Otra persona enmascarada, probablemente una muchacha, le cogió las manos con unos dedos fríos y suaves y se las colocó en las argollas acolchadas. Era una experiencia nueva. Mercer ya conocía todas las máquinas de interrogación del Imperio, pero esto era diferente. La practicante retrocedió.
—Todo listo, señor y doctor.
—¿Qué prefiere? —le preguntó la especialista de la piel—. ¿Mucho dolor o un par de horas de inconsciencia?
—¿Por qué iba a preferir el dolor? —se extrañó Mercer.
—Algunos especímenes lo prefieren. Depende de lo que les hayan hecho antes de llegar aquí. Supongo que usted no ha recibido ningún castigo onírico.
—No —dijo Mercer—. No me sometieron a ellos. —Y pensó:
No sabía que me hubiera perdido algo.
Recordó la última sesión del juicio. Estaba conectado al banquillo. La sala era alta y oscura. Una luz azul y brillante alumbraba al tribunal, cuyos bonetes judiciales eran una fantástica parodia de las antiguas mitras episcopales. Los jueces hablaban, pero él no podía oírlos. Por un momento la almohadilla aislante se movió y pudo oír que decían:
—Mirad esa cara blanca y demoníaca.
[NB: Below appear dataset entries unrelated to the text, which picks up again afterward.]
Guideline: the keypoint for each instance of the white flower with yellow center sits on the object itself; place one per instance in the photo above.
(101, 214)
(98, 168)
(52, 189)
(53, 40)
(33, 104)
Un hombre así es culpable de todo. Voto por la Terminal del Dolor.
—¿El planeta Shayol? —preguntó una segunda voz.
—El lugar de los dromozoos —declaró una tercera voz.
—Es lo que se merece —sentenció la primera voz.
Uno de los ingenieros judiciales debió de advertir que el prisionero estaba escuchando ilegalmente. Lo aislaron de nuevo. Mercer pensaba que había padecido todo lo que podía concebir la crueldad y la inteligencia del hombre.
Pero esta mujer decía que se había perdido los castigos oníricos. ¿Podía existir en el universo alguien en peor situación? Debía de haber muchas personas en Shayol. Nunca regresaban.
Mercer sería una de ellas. ¿Se jactarían de lo que habían hecho antes de ir a parar a este lugar?
—Usted lo ha perdido —advirtió la especialista—. Es sólo un anestésico corriente. No se asuste cuando despierte. Le engrosaremos y fortaleceremos la piel, química y biológicamente.
—¿Resulta doloroso?
—Desde luego —dijo ella—. Pero sáquese de la cabeza la idea de que lo estamos castigando. Esto es dolor médico común, como el que sufriría cualquiera que necesitara muchas intervenciones quirúrgicas. El castigo, si así quiere llamarlo, se practica abajo, en Shayol. Nuestra única tarea consiste en asegurarnos de que usted será apto para sobrevivir cuando desembarque. En cierto modo, le salvamos la vida de antemano. Puede agradecérnoslo sí quiere. Entretanto, se ahorrará muchos problemas si es consciente de que sus terminaciones nerviosas reaccionarán ante el cambio de la piel. Tenga en cuenta que se sentirá muy incómodo cuando despierte. Pero también esto tiene solución.
Bajó una enorme palanca y entonces Mercer perdió el conocimiento.
Despertó en una sala del hospital, pero no se dio cuenta. Le parecía que estaba acostado en un lecho de fuego. Levantó la mano para comprobar si estaba en llamas. La mano tenía el aspecto de siempre, salvo que estaba un poco roja e inflamada. Trató de moverse en la cama. El fuego se transformó en una llamarada fulminante que lo paralizó. Soltó un gemido.
—Necesitarás un calmante —dijo una voz. Era una enfermera—. Mantén la cabeza quieta y te daré medio amp de placer. Así la piel no te molestará.